Ma il romanzo è soprattutto un momento di festeggiamento.

Comincia allora la serie dei ricordi, fatta di passioni calcistiche, di studi noiosi e della necessità di presentarsi confessionali di fronte alle autorità accademiche dell’ Università Cattolica. Tutto contrapposto alle pulsioni della prima giovinezza, alla scoperta del sesso e all’ossessione di un erotismo non consumato e alla meraviglia di fronte alla bellezza scollacciata nei manifesti della lingerie Roberta. Una giovane dalle rotondità accentuate che sbatteva sotto gli occhi dei giovani le sue procacità. In un andirivieni costante tra ieri e oggi, tra una giovinezza piena di aspettative e ricca di sorprese e una maturità che conclude ormai tutti i cicli della vita e mostra i punti di arrivo dei singoli invitati al matrimonio, e dell’Italia intera, le gioie individuali e collettive ma anche le sconfitte personali. Sembra di ritrovarsi in un film di Gabriele Muccino o di Pupi Avati, o nella ricostruzione di psicologie proposta da La carovana Zanardelli. Qui è l’appassionante amarcord di uomini ai quali il romanzo è dedicato, ognuno chiamato in causa dalla memoria dell’autore e che appare sulla scena dell’Hotel con le fortune e le sconfitte decretate dalla professione e dall’esistenza. Un amarcord individuale e collettivo attraverso il quale emerge la storia di un paese che si è avventurato nelle maglie di una cultura borghese. Sono tramontati così i sogni giovanili, il marxismo di taluni, le attese di altri, man mano che il realismo della vita collocava ogni individuo in una casella sociale e lavorativa.
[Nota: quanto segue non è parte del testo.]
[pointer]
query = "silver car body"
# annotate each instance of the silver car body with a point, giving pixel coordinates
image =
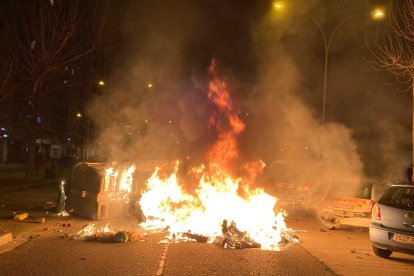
(392, 228)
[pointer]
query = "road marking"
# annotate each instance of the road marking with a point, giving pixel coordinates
(161, 265)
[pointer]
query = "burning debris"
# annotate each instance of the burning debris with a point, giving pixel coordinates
(89, 232)
(236, 239)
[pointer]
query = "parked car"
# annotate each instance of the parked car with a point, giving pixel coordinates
(392, 224)
(352, 207)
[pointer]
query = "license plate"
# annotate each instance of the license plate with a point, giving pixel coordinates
(403, 238)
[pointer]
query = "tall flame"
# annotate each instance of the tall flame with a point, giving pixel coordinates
(219, 195)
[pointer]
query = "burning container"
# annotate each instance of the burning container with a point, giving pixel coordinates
(95, 193)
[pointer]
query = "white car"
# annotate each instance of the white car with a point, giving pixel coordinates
(392, 223)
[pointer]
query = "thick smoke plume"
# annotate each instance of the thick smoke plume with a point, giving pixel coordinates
(156, 107)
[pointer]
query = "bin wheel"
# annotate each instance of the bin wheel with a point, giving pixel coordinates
(383, 253)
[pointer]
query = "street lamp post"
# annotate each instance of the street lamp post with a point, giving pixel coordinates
(376, 14)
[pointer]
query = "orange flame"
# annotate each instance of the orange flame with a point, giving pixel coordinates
(219, 195)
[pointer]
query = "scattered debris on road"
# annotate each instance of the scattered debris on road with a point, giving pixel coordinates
(90, 233)
(21, 216)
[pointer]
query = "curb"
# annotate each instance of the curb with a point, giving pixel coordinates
(5, 238)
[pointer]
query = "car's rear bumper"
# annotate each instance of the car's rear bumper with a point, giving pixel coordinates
(351, 220)
(382, 237)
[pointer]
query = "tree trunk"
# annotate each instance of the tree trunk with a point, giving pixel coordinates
(412, 133)
(31, 134)
(31, 145)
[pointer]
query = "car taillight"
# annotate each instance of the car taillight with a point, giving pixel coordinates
(376, 213)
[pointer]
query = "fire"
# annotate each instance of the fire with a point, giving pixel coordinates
(220, 194)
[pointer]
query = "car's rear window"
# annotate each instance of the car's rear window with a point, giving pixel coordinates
(399, 197)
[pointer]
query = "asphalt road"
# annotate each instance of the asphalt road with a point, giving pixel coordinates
(52, 255)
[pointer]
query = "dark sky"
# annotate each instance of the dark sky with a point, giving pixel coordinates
(171, 44)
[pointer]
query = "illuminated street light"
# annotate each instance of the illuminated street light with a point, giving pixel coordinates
(378, 14)
(278, 5)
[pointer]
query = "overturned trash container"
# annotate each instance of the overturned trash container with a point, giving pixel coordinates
(92, 193)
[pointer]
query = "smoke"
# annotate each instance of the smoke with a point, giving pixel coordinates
(155, 103)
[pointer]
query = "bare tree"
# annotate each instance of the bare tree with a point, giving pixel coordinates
(45, 37)
(395, 48)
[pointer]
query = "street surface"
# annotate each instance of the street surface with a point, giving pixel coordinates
(53, 255)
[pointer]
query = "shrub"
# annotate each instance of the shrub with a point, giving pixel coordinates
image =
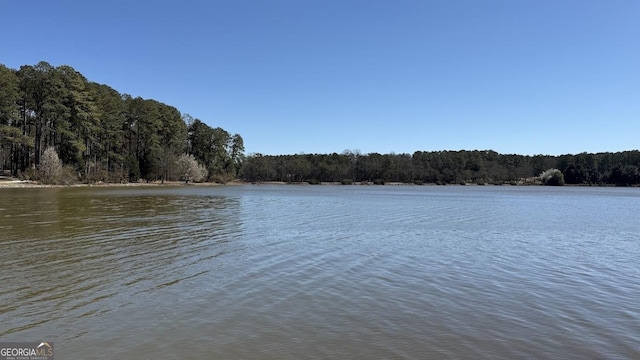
(552, 177)
(50, 167)
(189, 169)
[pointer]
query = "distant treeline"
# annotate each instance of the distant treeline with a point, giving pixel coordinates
(100, 134)
(444, 167)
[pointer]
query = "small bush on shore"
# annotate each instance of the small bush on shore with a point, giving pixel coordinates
(552, 177)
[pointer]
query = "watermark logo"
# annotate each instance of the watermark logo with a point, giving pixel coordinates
(40, 350)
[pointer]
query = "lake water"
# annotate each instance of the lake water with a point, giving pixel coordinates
(322, 272)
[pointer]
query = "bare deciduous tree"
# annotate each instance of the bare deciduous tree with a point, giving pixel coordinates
(189, 169)
(50, 166)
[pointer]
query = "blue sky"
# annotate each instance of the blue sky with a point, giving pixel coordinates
(294, 76)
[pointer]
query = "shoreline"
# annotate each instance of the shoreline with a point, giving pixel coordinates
(27, 184)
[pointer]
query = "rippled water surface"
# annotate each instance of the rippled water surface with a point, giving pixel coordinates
(318, 272)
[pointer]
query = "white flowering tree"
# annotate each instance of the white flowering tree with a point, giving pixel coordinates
(189, 169)
(50, 167)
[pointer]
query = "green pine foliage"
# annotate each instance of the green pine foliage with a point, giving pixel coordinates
(99, 133)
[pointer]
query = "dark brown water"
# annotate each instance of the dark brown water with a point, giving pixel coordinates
(303, 272)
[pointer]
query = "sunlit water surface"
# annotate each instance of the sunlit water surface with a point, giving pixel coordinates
(319, 272)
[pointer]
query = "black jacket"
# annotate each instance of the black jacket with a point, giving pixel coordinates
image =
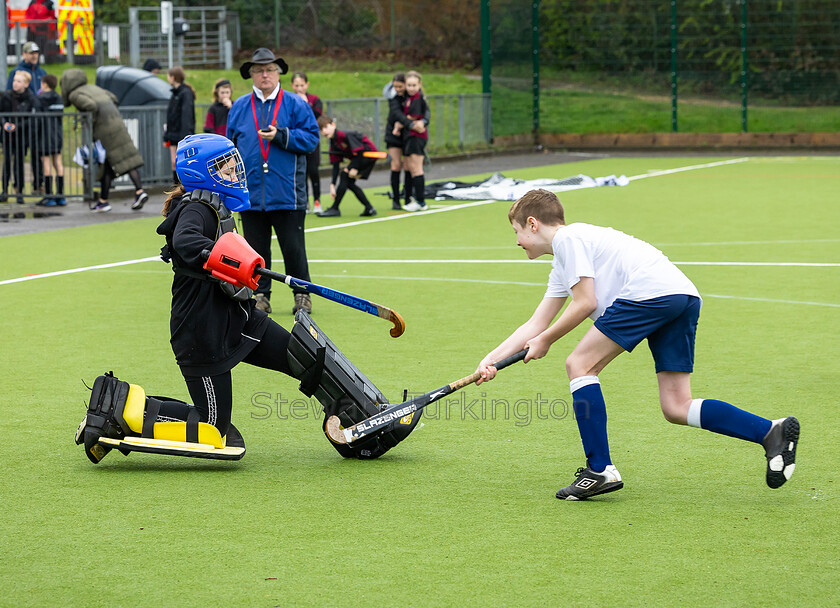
(17, 102)
(210, 333)
(180, 115)
(50, 132)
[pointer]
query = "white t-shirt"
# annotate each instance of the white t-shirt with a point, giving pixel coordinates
(622, 266)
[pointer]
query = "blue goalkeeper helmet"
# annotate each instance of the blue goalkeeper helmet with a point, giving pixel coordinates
(207, 161)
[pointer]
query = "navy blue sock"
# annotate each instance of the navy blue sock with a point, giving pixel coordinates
(726, 419)
(591, 416)
(395, 186)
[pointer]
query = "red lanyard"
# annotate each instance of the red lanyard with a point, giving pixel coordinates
(277, 101)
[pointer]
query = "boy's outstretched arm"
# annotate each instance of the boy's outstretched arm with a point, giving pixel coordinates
(582, 305)
(539, 321)
(537, 333)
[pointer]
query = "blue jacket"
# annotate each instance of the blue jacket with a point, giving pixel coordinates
(284, 186)
(36, 71)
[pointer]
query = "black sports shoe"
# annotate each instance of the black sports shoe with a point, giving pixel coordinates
(139, 201)
(780, 449)
(589, 484)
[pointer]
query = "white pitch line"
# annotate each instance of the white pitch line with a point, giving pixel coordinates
(59, 273)
(526, 284)
(419, 214)
(769, 300)
(433, 209)
(526, 261)
(719, 163)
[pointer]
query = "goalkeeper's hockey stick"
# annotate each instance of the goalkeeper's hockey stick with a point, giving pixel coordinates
(395, 412)
(366, 154)
(377, 310)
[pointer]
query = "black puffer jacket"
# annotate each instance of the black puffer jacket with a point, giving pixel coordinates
(210, 332)
(180, 115)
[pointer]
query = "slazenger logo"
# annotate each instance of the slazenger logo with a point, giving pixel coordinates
(387, 417)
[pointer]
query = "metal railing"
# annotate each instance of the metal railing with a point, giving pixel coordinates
(27, 138)
(459, 122)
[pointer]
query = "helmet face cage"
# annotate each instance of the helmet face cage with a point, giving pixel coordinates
(228, 170)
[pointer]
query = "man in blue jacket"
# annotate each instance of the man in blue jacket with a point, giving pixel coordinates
(274, 133)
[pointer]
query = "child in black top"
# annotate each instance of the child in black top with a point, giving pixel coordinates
(16, 130)
(300, 85)
(394, 139)
(352, 145)
(52, 140)
(216, 121)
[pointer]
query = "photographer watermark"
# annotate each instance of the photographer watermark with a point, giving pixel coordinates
(522, 411)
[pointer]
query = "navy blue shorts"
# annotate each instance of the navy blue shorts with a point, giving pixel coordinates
(669, 323)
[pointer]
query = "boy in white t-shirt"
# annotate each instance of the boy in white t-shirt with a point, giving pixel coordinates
(632, 292)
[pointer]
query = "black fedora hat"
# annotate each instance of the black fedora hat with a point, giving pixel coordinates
(262, 56)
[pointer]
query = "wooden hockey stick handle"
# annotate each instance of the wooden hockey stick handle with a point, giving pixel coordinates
(340, 435)
(467, 380)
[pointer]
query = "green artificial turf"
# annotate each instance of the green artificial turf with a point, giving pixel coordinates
(463, 512)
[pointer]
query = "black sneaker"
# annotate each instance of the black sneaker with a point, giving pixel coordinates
(589, 484)
(139, 201)
(780, 449)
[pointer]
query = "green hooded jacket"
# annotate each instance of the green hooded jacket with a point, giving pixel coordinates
(108, 125)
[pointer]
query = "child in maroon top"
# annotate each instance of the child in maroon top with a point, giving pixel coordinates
(300, 85)
(352, 145)
(414, 150)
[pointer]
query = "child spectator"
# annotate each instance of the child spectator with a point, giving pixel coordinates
(415, 137)
(180, 115)
(300, 85)
(352, 145)
(52, 140)
(16, 130)
(216, 121)
(395, 94)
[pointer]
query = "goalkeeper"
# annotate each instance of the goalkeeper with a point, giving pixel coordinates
(632, 292)
(214, 324)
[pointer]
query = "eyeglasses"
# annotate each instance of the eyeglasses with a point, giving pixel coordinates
(261, 71)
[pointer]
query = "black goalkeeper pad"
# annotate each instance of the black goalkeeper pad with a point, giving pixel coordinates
(342, 389)
(105, 426)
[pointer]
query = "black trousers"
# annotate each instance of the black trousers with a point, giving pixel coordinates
(313, 163)
(14, 153)
(212, 396)
(108, 176)
(288, 225)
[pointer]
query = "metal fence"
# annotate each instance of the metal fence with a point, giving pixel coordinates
(458, 122)
(26, 139)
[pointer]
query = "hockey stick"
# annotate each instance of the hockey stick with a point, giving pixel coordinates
(395, 412)
(228, 261)
(346, 299)
(366, 154)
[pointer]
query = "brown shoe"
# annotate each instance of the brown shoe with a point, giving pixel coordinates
(302, 302)
(262, 303)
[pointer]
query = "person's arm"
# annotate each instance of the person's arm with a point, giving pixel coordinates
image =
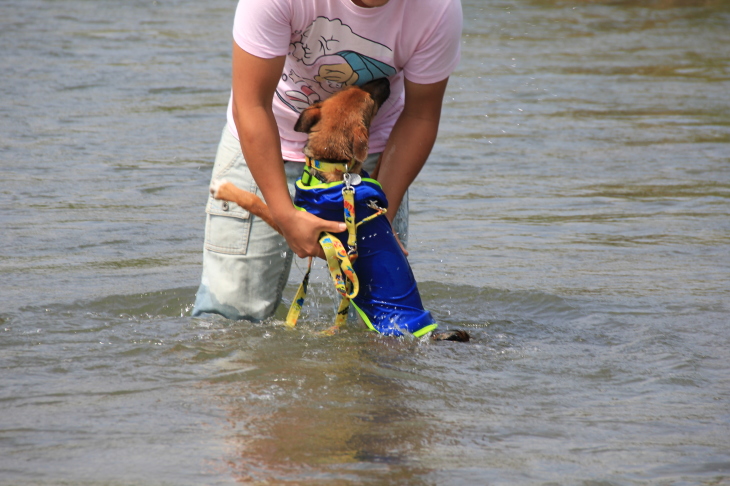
(411, 140)
(254, 82)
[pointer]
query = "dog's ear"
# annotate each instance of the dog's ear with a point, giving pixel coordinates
(360, 138)
(308, 118)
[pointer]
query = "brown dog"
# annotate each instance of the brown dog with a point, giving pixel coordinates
(338, 131)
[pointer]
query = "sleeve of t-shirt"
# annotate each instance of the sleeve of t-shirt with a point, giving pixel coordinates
(262, 27)
(439, 52)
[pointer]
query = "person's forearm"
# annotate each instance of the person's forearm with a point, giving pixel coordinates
(261, 148)
(408, 148)
(411, 140)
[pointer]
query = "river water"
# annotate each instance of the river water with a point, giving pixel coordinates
(573, 217)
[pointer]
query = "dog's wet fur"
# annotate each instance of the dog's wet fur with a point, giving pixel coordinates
(339, 127)
(338, 131)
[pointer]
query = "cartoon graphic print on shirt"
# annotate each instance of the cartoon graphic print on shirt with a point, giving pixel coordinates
(330, 56)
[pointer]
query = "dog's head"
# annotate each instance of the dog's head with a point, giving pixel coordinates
(339, 127)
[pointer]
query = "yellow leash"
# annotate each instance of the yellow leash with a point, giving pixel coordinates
(339, 261)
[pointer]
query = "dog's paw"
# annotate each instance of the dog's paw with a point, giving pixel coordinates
(215, 187)
(451, 335)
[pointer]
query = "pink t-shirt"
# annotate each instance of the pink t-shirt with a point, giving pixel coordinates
(330, 44)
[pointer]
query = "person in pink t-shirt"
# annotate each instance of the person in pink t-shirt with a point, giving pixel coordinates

La cesura tra vecchio e nuovo mondo scatta quasi in chiusura di romanzo.

Per tutto il racconto i convitati hanno atteso gli sposi, ma i due tardano ad arrivare. Ad un certo punto sembra addirittura che non verranno più.

Invece eccoli, accompagnati da uno stuolo di amici caciarosi, festosi e dalle regole dei nuovi tempi. Per loro non conta regolarizzare l’unione di fronte allo Stato o alla Chiesa, sono felici così, compagni nella vita. Ma allora la festa? La festa l’hanno pensata, sì, ma non per se stessi. La festa era per i genitori e i loro amici, che festeggiassero insieme il sentimento che li ha uniti dalla giovinezza. Renzo e Lucia, i nuovi sposi, hanno altro a cui pensare.